The Government’s new housing rules take effect from August, allowing developers to build three homes of up to three storeys on most sites without the need for a resource consent.
It’s estimated the new rules could enable between 3400 and 12,200 additional dwellings to be built in Hamilton alone over the next eight years as the Government pushes fast-growing cites to embrace housing intensification.
Yet it’s not just established city suburbs that will be impacted, with new neighbourhoods tipped to feature three-storey townhouses and more compact builds.
Some say the Kiwi dream is evolving, with new ways to achieve it, and a developer warns we should be careful where we choose density to avoid a ‘‘concrete jungle’’.
In Hamilton, new developments such as Peacocke and Rotokauri ‘‘won’t be like suburbs we’ve seen in the past, with your big garden and lemon tree, and your single-storey house with a very large garage,’’ Hamilton mayor Paula Southgate said. ‘‘But we won’t reach our home affordability targets without smaller, denser builds within the overall mix. We need entry price houses.’’
AUT construction professor John Tookey said density changes would be about a redefinition of the Kiwi dream: from the standalone quarter-acre section to ‘‘a whole different set of aspirations’’.
‘‘Primarily what we’re trying to achieve is the same living outcomes . . . but doing it in different ways, so with communal spaces for recreation and similar communal facilities in terms of local community play areas ... and thereafter, shared resources in terms of infrastructure.’’
Southgate said it was crucial council staff and developers worked together for the best outcomes: ‘‘While there are some developers who just want to build houses, make a buck and walk off, I think there are a lot of developers in this town who want to create a better city and that gives me hope.’’
A lot of strategic planning has been done for areas such as Peacocke, identifying where playgrounds, cycleways and green spaces will go.
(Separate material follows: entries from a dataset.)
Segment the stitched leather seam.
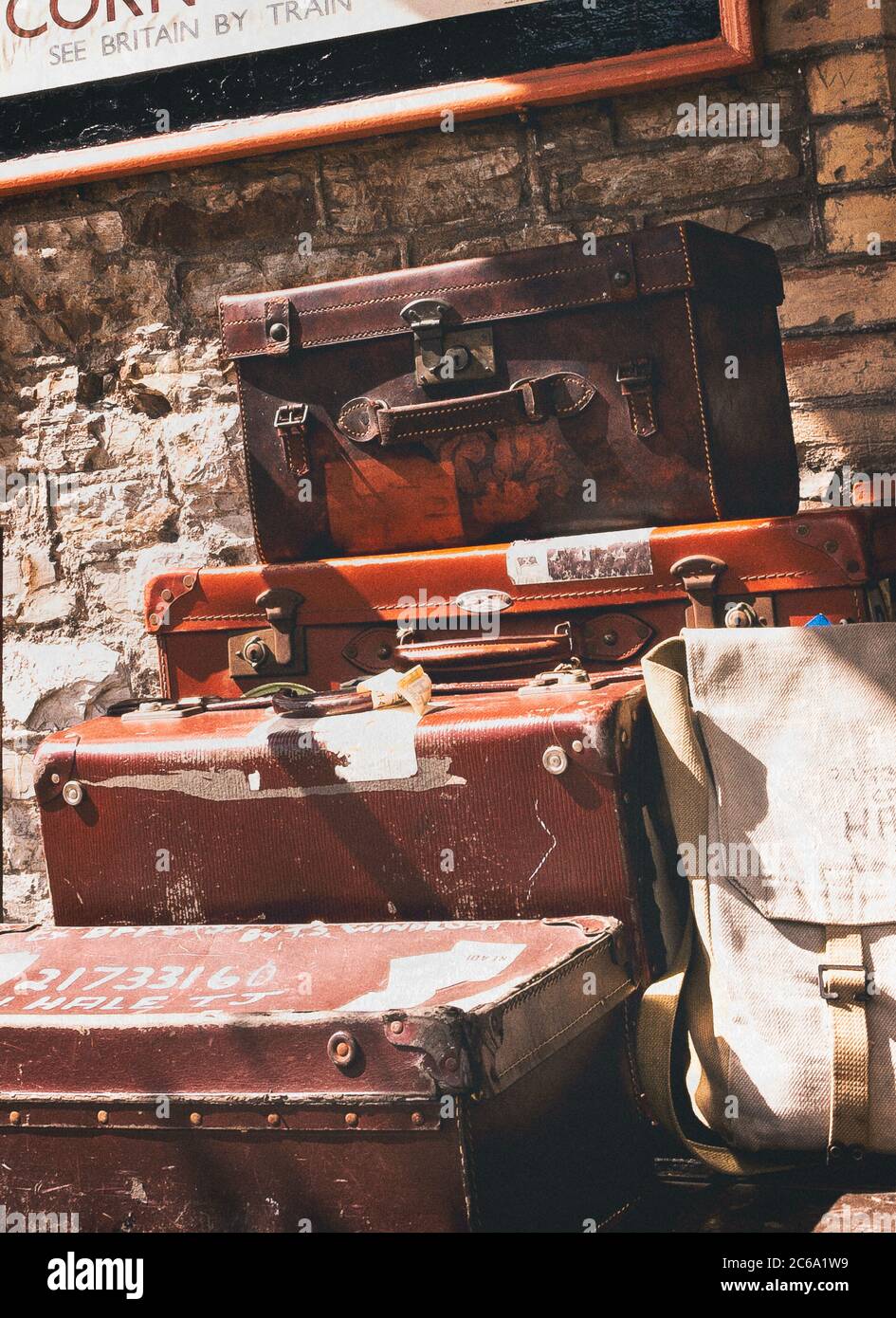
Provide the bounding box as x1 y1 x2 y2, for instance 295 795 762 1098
684 281 722 522
638 247 687 261
228 257 628 324
226 271 648 357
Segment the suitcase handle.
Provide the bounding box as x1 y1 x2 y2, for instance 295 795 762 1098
394 622 574 672
338 371 597 447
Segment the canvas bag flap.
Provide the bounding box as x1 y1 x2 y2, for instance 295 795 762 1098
684 623 896 925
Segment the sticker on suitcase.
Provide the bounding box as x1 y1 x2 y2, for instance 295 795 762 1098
507 527 653 585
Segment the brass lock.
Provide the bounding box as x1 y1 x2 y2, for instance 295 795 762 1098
227 587 307 677
400 298 496 385
241 636 271 672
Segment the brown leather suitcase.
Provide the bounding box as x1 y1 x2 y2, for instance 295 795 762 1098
146 509 896 699
34 669 663 979
220 223 798 563
0 916 649 1234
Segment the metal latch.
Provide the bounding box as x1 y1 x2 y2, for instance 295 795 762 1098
274 403 308 430
670 554 727 628
227 587 307 677
400 298 496 385
118 696 217 727
521 658 592 690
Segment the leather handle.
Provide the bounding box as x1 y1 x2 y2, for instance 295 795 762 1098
394 622 572 672
338 371 597 446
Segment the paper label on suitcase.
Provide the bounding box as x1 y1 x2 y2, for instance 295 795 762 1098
341 939 525 1011
507 527 653 585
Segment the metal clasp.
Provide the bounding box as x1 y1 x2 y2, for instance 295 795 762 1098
818 961 871 1001
400 298 496 385
274 403 308 430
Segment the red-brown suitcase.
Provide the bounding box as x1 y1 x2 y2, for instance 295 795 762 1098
34 671 662 978
0 916 649 1233
220 223 798 561
146 509 896 697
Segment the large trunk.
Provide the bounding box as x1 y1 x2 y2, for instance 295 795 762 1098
0 916 649 1233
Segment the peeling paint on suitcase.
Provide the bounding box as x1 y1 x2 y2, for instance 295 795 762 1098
34 673 662 977
0 916 649 1231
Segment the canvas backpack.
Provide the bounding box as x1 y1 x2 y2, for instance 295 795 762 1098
638 623 896 1173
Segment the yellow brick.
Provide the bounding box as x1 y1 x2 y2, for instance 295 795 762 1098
815 119 893 183
824 192 896 254
807 50 892 115
763 0 893 54
780 258 896 330
784 334 896 402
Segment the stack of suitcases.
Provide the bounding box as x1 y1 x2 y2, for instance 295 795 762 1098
0 224 896 1231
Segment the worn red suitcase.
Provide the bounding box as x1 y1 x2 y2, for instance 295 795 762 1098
34 671 662 978
0 916 649 1233
146 509 896 697
220 223 798 561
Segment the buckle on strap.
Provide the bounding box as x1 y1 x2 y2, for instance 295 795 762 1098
818 961 871 1001
274 403 308 430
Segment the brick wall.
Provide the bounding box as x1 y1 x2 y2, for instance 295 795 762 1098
0 0 896 919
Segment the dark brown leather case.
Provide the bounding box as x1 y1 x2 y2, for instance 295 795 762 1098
0 916 649 1234
220 223 798 563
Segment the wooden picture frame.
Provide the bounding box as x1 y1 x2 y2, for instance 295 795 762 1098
0 0 760 198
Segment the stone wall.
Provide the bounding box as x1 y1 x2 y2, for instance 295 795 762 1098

Developers would be encouraged to build ‘‘fit-for-purpose housing’’ around those, Southgate said.
In Hamilton, city councillor Ryan Hamilton, who chairs the council’s district plan committee, said the nature of housing in greenfield developments would be market-led to some extent, but the council was working on ‘‘levers to pull’’ around urban design.
Hamilton City Council is expected to reveal its response to the Government’s new housing rules this month, outlining what the Medium Density Residential Standards (MDRS) will look like in a Hamilton context.
It’s understood the council’s response will strongly reference Te Ture Whaimana/the Vision and Strategy for the Waikato River, which requires the restoration and protection of the Waikato River.
Council city planning manager Mark Davey said: ‘‘[Te Ture Whaimana] sets a really high bar and directs us to improve the river. So any new policy we’re introducing must demonstrate betterment for the river.’’
He sees that as avoiding carte blanche intensification, instead doing it in a way that avoids negative effects on the river and gives ‘‘incremental betterment’’.
‘‘But the direction of travel is that you’ll be able to get more housing yield out of your greenfield areas, subject to infrastructure and subject to stormwater and things like that.’’
MADE founder and chief executive Charles Ma is spearheading the development of Edin, a 2000-home project on Hamilton’s north-west fringe. About 50% of the 137-hectare development will be kept as community parks and nature reserves.
Ma said Edin would feature more housing intensification over the coming decades as it regenerated. Housing density made sense when land values increased, but it shouldn’t happen in a ‘‘broad brush way’’.
‘‘There will be some areas where it will be a blessing to have density because it will help the economics of the place. Other places that just don’t have a sense of place and a natural environment to balance it, can very easily turn into a concrete jungle.